When we started thought we had a good idea and we were excited. But we weren’t thinking in real life, we weren’t commercially minded we were still ‘in the lab’. It’s important to learn to keep it simple, and to not spend money on developing ideas that people won’t pay money for; the ‘fail early, fail fast’ concept. Our idea, of being drone-based, was too sophisticated.

 

8. What advice would you give to someone who is trying to become an entrepreneur?

Commercialisation was the key change for me. When you are doing a PhD it is all about accuracy and methodologies and results, feedback is a tiny part of the process.

Getting it into the real world meant the metrics changed. It was no longer about being perfect, it was about going beyond what they had already. For us, it became product reliability, redundancy and remote de-bugging.

As an entrepreneur it’s also about customer experience. Humble engagement with customers was important.

 

9. How do you define success?

For me success is about customers finding it useful and telling people about it.

That means revenue, which is important to survival. And, knowing you are doing something that is proving its use case gives you what you and your team need to go on. Our team has gone from two to 14, our churn in people and customers has been negative, and we are all happy.

 

10. How do you see your company evolving over the next 10 years?

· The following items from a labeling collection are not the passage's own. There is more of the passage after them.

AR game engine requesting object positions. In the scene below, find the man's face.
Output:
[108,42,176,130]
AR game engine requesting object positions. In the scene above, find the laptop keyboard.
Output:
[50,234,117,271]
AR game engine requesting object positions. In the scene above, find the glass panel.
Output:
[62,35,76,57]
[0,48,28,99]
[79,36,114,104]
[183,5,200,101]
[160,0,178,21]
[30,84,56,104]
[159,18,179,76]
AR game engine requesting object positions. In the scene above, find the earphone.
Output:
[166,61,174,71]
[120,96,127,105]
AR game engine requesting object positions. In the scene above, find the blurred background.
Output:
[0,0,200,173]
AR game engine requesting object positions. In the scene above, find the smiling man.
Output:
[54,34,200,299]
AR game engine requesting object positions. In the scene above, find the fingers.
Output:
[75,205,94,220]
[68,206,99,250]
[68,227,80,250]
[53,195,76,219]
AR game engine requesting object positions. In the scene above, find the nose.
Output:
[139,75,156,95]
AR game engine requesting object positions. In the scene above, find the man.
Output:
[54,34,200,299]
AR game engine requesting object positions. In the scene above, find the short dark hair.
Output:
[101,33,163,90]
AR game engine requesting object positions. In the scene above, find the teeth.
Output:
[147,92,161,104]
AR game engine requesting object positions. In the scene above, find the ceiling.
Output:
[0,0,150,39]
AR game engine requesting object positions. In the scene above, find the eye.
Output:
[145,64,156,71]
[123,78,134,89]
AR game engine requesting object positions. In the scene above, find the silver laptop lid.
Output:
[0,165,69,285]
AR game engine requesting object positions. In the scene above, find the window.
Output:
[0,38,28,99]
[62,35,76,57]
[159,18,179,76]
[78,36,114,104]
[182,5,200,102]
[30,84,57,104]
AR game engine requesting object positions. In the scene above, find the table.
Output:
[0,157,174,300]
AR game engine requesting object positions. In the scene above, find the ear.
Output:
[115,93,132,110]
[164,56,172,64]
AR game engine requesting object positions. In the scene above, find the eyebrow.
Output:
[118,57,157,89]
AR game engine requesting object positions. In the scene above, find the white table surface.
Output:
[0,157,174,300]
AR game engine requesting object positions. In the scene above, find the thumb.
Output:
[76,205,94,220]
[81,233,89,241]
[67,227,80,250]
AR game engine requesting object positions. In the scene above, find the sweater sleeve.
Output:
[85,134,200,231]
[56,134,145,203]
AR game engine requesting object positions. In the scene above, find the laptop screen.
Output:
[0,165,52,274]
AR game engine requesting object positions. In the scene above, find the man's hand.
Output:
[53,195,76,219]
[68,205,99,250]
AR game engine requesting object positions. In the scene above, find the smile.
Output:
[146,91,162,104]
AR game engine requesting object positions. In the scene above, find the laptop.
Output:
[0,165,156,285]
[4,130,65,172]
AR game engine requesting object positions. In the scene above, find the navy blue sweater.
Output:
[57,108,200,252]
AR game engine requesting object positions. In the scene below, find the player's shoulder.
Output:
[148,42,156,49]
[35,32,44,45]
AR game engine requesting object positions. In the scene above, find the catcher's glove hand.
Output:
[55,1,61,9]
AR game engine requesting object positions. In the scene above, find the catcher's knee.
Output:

As we go forward and increase the number of units, and the range of crops and diseases, then we will be in the realm of data modelling that will enable prevention in a much bigger way.

 

The product has huge potential, beyond what we might have imagined at the start. When we started analysing the data from the units we realised that we are picking up a huge range of ‘other things’, not just mould spores. We pick up pollen levels for instance, imagine having a warning system for asthmatics!

Ultimately we want to be roll this out across the world.